Recipe-Finder.com

Ingredients Jump to Instructions ↓

  1. 2 cloves garlic, peeled

  2. 8 salted anchovy filets packed in oil, soaked, and patted dry

  3. 2/3 cup whole milk

  4. 2 tablespoon plus 2 teaspoons Champagne vinegar

  5. 1 teaspoon coarse salt

  6. 7 tablespoons extra-virgin olive oil

  7. Belgian endive, quartered lengthwise

  8. Celery, peeled and cut into 3-inch-long pieces

  9. Fennel bulbs, cut into wedges

  10. Small, thin carrots, peeled

  11. Breakfast and globe radishes

  12. Sugar-snap peas, halved lengthwise

  13. Summer squash, cut into 3-inch-long pieces

  14. Red, yellow, or orange bell peppers, cut into 3-inch-long pieces

Instructions Jump to Ingredients ↑

  1. Make the dip: Place garlic in a small saucepan and add enough water to cover; bring to a boil over high heat.
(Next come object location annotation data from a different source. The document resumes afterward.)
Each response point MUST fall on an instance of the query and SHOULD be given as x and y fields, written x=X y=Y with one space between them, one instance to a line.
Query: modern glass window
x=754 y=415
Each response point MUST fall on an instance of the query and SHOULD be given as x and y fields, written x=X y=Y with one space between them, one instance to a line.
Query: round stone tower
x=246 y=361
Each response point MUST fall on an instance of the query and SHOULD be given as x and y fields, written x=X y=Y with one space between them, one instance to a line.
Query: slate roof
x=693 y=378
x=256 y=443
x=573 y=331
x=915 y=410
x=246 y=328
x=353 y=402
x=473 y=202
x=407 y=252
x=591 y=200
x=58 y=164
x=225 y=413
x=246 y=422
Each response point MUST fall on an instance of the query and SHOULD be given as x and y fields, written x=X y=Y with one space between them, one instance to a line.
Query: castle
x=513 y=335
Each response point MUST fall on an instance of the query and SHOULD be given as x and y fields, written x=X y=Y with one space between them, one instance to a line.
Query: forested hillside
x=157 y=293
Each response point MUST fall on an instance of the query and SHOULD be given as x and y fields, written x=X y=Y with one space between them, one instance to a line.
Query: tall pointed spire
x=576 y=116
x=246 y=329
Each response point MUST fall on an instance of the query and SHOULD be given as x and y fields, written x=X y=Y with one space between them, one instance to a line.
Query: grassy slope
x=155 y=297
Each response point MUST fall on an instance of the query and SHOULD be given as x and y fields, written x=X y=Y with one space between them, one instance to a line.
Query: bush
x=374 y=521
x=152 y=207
Drain and repeat process. Meanwhile, prepare an ice-water bath. Drain garlic and transfer to ice-water bath until cooled.

  2. Drain garlic and transfer to the jar of a blender along with anchovies, milk, vinegar, and salt; blend until smooth. With the machine running, add olive oil; blend until creamy and smooth. Serve with vegetables for dipping.